İnsanları Yatıştıran Hareketler
İnsanların kendilerine en çok temas ettikleri ve gerginiklerini hafifletmek için en çok kullandıkları hareketler; çeneye yaslanmak, saçıyla oynamak, yanağa yaslanmak, şakağa yaslanmak, ellerini cebe sokmak veya kollarla kendi bedenine sarılmaktır.
İnsanın kollarını kavuşturması, en hassas noktamız olan kalbi korumanın sembolik bir ifadesidir. İlk çağdan bu yana insanların davranışları ne kadar değişmiş olsa da bugün dahi modern insanlar, kendilerine gerginlik veren bir durum yaşadıkları ve kendilerini duygusal olarak güvende hissetmedikleri zaman kollarını kavuşturma ihtiyacı hissederler.
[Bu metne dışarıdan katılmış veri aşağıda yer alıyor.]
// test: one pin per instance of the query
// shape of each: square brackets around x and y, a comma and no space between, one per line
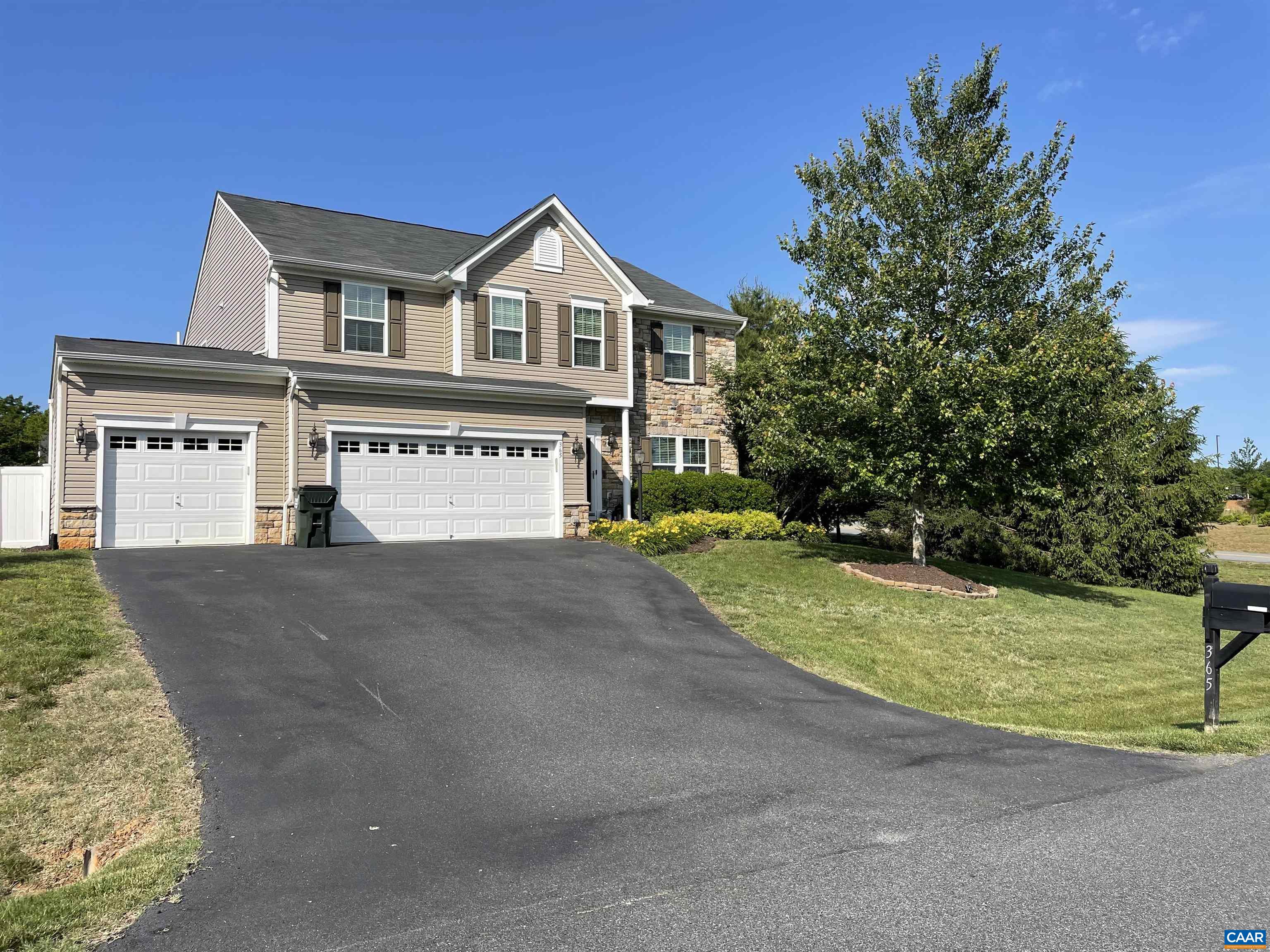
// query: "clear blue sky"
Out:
[671,130]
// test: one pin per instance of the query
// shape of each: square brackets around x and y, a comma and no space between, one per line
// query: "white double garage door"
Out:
[409,488]
[176,488]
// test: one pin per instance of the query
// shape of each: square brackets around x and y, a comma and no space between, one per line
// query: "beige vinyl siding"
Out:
[318,407]
[234,274]
[300,327]
[513,264]
[91,394]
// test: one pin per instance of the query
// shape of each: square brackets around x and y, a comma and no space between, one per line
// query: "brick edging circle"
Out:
[914,587]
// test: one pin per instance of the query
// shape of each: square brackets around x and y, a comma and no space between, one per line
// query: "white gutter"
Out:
[176,362]
[458,385]
[729,319]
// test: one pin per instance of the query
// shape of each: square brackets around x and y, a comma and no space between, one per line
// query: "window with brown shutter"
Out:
[564,342]
[482,328]
[658,359]
[331,315]
[397,323]
[532,332]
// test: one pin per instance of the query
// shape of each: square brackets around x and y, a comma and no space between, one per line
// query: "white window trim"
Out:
[516,295]
[539,266]
[411,428]
[667,351]
[594,304]
[343,296]
[678,452]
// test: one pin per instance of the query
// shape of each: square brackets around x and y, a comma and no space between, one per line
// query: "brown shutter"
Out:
[397,323]
[532,332]
[566,315]
[331,314]
[482,337]
[658,358]
[610,340]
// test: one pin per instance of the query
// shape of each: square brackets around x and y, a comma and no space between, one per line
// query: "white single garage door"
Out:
[174,488]
[398,489]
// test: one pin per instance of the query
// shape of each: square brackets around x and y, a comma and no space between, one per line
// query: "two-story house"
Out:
[450,385]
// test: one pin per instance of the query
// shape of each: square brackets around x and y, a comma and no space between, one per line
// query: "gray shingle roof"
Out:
[145,350]
[382,244]
[322,235]
[664,294]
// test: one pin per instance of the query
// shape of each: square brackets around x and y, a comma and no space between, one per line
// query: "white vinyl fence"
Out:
[23,507]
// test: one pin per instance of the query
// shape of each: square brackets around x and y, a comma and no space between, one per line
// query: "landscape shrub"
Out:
[673,533]
[802,532]
[667,493]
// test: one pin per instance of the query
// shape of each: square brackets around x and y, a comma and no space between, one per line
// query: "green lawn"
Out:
[1103,666]
[89,757]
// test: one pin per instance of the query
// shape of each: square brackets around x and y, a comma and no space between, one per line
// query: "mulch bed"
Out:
[919,578]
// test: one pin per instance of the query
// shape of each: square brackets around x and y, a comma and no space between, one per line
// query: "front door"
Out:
[595,475]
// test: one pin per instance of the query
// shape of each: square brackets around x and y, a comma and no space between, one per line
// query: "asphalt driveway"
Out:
[556,745]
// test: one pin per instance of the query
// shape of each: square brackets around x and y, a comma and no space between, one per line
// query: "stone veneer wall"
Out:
[76,527]
[666,409]
[268,525]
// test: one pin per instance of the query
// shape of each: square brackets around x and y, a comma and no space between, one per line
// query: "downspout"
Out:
[291,455]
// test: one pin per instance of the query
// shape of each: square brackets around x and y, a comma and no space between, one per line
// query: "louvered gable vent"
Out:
[548,250]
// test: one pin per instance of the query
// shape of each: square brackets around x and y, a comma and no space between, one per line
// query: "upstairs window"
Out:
[365,310]
[588,336]
[677,351]
[507,328]
[548,250]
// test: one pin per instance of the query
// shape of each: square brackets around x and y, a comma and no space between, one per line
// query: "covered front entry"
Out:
[176,488]
[411,487]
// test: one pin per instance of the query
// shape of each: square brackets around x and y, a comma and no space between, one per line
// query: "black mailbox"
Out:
[1232,607]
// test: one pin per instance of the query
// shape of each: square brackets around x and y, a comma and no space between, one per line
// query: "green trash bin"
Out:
[314,507]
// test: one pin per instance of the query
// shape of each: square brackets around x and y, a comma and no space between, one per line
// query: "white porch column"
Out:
[627,464]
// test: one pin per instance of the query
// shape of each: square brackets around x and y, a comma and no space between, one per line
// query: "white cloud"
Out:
[1210,370]
[1153,336]
[1239,191]
[1058,88]
[1155,38]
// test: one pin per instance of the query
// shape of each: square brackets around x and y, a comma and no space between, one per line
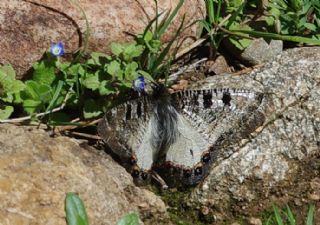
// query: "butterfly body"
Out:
[178,135]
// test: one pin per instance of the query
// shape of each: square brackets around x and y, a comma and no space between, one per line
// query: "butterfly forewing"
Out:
[204,117]
[179,135]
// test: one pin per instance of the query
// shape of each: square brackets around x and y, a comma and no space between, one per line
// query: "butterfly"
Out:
[178,135]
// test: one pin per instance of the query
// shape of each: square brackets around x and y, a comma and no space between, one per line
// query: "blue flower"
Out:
[57,49]
[139,84]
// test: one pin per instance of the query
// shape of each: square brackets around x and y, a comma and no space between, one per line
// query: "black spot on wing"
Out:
[226,98]
[128,112]
[139,109]
[207,99]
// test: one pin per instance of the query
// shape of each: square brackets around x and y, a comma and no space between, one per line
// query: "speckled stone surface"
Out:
[281,158]
[37,171]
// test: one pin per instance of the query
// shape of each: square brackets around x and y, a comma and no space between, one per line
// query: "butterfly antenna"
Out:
[157,177]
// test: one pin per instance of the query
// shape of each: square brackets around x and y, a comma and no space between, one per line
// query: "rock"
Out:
[218,66]
[37,171]
[259,51]
[255,221]
[281,157]
[35,24]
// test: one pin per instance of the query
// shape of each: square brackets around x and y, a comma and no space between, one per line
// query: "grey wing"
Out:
[217,112]
[207,121]
[127,131]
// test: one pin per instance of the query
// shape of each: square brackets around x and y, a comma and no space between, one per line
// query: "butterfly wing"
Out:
[127,130]
[206,120]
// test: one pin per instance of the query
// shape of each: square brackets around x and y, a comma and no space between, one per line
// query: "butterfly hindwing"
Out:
[127,130]
[179,135]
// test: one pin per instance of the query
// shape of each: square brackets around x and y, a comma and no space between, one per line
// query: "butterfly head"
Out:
[139,84]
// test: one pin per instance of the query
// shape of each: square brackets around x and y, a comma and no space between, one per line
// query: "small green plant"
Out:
[156,58]
[236,21]
[60,91]
[129,219]
[286,217]
[295,17]
[75,211]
Bazen de gerginlik zamanlarında cenin pozisyonunda uzanmayı tercih ederler. Buradaki asıl beklenti, güven içinde olmaktır.
Bir topluluk içinde, insan kendini diğerlerinde uzak tutmak istediğinde veya dış dünya le ilişkilerini sınırlandırmak istediğinde ellerini cebine soktuğuna sık sık rastlanılabilir. İnsan keyifli de olsa, sıkıntılı da olsa, yalnız da olsa kalabalık içinde de olsa, ellerini cebine sokarak çevreyle ilişkilerini en alt düzeye indirir ve duygu dünyasına çekilir. Bacak bacak üstüne atmak da insana bir nevi güven duygusu verir.
Hayrete Düştüğünüzde…
İnsanlar bir konuda çok şaşkınlık yaşadıklarında veya beklenmedik bir durum olduğunda ellerini alınlarına götürme ihtiyacı hissederler. Parmak uçlarının alna temas etmesi, kaybolan veya ihtiyaç duyulan bir fikri geri çağırmak içindir. Bu jest aynı zamanda dikkati bir noktaya toplamak isteyen insanlarda da sıklıkla görülür.
El ile ağzı örtmek de kişinin başka bir hayret ifadesidir. Kişi şaşkınlık yaşadığı sırada kendisini zor durumda bırakacak olan tepkisini böylece durdurmak ister.
Dil Yalan Söyler; Beden Yalanı Ortaya Döker…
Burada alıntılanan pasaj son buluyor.